El resultado: una alta incidencia de los síntomas de depresión y ansiedad que, dicen los expertos, no discrimina grupos de edad
Para el psiquiatra y psicoterapeuta Luis Rafael Serret, los gobiernos actuaron con prudencia frente a la covid-19, cuyo primer caso en el país fue confirmado un día como hoy del año 2020. No obstante, señala el experto, las medidas impuestas provocaron “un desajuste socioeconómico” y una limitación de las actividades cotidianas que pasaron factura a nivel psíquico a individuos y familias.
“Eso ha originado muchísima ansiedad, depresión y se han exacerbado patologías que ya existían, por ejemplo, el consumo de sustancias prohibidas y de sustancias que no son prohibidas, como el alcohol”, expresa el médico.

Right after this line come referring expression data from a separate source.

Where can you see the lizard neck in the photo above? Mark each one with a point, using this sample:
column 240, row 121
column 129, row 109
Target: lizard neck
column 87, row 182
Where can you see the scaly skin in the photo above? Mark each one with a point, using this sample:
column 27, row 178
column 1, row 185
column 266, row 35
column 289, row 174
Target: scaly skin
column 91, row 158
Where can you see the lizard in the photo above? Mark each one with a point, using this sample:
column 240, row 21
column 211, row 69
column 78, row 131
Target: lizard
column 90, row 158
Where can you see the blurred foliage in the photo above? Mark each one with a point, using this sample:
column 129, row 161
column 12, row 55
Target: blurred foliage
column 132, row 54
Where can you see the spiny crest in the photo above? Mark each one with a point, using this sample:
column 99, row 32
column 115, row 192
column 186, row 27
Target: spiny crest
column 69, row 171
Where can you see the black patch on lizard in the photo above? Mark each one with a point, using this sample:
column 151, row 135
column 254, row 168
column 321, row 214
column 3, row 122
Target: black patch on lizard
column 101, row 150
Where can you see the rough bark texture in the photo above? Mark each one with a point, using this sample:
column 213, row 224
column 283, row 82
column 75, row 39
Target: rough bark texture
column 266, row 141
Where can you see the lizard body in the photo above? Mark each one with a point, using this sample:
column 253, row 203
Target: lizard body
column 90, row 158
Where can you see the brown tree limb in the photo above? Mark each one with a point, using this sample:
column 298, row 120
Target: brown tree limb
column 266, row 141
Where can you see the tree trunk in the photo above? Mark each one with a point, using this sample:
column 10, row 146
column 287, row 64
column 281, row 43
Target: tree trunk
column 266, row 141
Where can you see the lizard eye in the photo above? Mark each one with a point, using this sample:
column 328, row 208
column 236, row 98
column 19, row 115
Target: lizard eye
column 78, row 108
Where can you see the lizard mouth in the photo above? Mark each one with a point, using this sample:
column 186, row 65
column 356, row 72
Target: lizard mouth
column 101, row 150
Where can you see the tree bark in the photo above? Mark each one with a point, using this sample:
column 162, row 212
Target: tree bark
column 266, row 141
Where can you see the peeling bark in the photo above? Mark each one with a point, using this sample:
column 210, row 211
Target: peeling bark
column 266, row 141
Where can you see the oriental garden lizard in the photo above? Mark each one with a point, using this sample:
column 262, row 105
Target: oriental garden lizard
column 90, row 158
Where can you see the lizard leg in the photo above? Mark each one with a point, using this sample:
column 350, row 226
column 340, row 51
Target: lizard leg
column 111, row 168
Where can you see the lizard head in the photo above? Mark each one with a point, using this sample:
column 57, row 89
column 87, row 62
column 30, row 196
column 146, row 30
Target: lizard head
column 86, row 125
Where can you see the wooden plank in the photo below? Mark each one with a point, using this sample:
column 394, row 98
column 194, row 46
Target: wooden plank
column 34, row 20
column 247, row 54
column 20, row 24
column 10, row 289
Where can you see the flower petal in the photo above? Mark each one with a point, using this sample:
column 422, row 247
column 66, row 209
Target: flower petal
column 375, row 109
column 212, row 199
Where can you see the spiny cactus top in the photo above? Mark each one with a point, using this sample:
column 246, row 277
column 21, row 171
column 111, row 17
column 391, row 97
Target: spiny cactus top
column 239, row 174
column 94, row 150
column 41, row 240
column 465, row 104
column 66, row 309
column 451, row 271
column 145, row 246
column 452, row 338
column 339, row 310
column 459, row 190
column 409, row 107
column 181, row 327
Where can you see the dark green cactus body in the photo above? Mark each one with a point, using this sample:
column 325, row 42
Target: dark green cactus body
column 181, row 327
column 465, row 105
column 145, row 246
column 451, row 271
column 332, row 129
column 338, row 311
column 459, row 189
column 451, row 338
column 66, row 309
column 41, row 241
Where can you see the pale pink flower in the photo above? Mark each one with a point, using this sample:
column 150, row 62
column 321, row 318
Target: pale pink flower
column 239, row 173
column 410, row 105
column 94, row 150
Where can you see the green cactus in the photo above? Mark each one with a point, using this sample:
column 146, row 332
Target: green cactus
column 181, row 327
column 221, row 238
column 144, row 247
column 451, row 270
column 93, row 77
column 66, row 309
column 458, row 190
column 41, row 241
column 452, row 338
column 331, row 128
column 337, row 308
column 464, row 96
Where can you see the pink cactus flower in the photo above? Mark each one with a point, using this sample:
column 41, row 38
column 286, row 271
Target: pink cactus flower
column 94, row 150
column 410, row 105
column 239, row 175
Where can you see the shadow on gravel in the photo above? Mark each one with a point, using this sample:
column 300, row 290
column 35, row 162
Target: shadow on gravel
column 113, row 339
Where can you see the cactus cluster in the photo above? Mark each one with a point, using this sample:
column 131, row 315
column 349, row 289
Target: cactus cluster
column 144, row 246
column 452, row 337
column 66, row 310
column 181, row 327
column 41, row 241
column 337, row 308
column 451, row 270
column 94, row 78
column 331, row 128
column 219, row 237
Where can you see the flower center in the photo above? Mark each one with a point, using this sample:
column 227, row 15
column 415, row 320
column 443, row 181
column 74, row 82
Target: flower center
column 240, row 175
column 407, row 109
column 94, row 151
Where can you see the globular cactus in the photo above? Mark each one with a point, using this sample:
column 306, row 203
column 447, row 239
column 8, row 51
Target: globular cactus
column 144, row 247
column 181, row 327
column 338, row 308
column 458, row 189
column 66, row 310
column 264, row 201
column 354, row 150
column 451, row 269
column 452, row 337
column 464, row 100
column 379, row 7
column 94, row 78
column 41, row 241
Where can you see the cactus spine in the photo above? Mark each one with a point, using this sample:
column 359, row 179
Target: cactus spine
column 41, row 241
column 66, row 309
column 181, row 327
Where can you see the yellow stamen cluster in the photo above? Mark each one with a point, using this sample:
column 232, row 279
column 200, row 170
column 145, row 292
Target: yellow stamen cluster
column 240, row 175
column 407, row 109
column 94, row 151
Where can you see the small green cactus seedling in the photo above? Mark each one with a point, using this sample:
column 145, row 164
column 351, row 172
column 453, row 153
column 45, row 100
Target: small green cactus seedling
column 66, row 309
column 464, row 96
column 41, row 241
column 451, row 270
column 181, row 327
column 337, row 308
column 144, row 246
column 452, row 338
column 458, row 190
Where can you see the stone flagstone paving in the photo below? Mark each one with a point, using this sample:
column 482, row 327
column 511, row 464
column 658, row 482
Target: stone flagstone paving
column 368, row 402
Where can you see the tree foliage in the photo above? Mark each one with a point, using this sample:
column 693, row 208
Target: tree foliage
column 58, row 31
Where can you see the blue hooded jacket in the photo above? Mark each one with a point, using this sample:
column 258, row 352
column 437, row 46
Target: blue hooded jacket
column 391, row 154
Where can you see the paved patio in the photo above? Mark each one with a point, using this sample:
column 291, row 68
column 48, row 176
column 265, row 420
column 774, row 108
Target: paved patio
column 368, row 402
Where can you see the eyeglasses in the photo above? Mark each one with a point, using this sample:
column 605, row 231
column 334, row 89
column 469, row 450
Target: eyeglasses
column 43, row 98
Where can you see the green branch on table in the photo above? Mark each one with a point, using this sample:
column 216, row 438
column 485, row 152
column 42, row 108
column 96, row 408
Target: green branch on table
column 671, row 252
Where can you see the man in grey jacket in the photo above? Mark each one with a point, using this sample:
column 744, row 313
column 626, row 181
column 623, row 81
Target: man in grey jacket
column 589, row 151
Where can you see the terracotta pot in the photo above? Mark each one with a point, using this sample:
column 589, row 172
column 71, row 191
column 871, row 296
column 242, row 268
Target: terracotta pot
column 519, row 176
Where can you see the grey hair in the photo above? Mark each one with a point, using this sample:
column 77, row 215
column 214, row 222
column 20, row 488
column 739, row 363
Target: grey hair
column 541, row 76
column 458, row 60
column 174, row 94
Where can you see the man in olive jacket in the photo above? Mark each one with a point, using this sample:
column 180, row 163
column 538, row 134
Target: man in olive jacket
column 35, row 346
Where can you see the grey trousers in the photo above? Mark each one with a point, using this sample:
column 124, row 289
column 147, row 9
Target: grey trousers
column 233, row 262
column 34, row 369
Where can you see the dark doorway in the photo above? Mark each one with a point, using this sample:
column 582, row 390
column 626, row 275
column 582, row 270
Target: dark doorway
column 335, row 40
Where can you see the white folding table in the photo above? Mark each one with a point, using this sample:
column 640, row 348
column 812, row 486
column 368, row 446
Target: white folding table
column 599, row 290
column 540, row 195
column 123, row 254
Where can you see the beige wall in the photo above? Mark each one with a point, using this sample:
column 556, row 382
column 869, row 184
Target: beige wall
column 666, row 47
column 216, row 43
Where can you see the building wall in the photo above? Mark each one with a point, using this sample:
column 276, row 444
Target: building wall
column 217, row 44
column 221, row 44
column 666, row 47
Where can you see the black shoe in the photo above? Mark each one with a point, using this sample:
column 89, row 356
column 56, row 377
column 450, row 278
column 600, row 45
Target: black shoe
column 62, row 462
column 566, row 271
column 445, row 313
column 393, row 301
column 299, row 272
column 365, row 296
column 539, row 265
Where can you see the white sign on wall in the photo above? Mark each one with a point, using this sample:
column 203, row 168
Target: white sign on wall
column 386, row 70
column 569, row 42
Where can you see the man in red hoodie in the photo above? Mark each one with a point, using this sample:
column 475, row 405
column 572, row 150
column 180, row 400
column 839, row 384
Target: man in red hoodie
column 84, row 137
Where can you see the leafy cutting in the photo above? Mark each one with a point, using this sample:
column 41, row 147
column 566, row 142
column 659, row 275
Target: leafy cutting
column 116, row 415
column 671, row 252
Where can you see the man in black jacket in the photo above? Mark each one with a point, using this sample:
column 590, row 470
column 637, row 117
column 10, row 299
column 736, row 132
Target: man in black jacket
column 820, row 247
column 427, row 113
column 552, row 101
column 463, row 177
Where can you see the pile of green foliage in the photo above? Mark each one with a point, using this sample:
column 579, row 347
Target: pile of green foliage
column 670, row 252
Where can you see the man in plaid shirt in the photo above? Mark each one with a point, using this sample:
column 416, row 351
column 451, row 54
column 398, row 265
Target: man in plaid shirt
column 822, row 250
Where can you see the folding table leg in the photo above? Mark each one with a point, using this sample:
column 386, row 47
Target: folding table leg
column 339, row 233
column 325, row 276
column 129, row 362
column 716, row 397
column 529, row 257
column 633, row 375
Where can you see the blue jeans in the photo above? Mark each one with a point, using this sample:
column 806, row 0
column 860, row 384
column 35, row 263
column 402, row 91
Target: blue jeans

El pánico y la desinformación acentuaron este cuadro, en el que también entran alteraciones del sueño y del ritmo cardíaco.
Por otro lado, la cuarentena establecida en el país desde el 19 de marzo de 2020 provocó en muchos hogares desequilibrio y dificultades para el entendimiento mutuo.
“Yo hago mucha terapia de pareja y eso me aumentó”, comenta Serret.
Así como la covid se cebó en los pacientes con problemas médicos de base, los trastornos mentales afectaron en gran medida a personas que tenían predisposición a la depresión y la ansiedad.
Pero el dominicano no es un caso aislado.
“Está frágil la salud mental de la población mundial”, asevera la psicóloga clínica y terapeuta familiar Olga María Renville.
La profesional de la conducta cita la principal conclusión de un análisis publicado en febrero en la revista The Lancet y elaborado por una comisión de especialistas de once países: el mundo enfrenta una crisis de depresión sin precedentes.
Renville coincide con Serret en que, en la actualidad, los pacientes con depresión son mayoría en la consulta y advierte que el sentimiento de desesperanza característico de este trastorno, puede llevar al incremento en las ideaciones y los eventos suicidas.
Por si fuera poco -alerta- los niveles de depresión no solo se encuentran “por encima del promedio de lo que estamos acostumbrados a ver”, sino que afectan a diferentes generaciones: “Hay mucha depresión infantil, en adolescentes y envejecientes”, agregó Renville.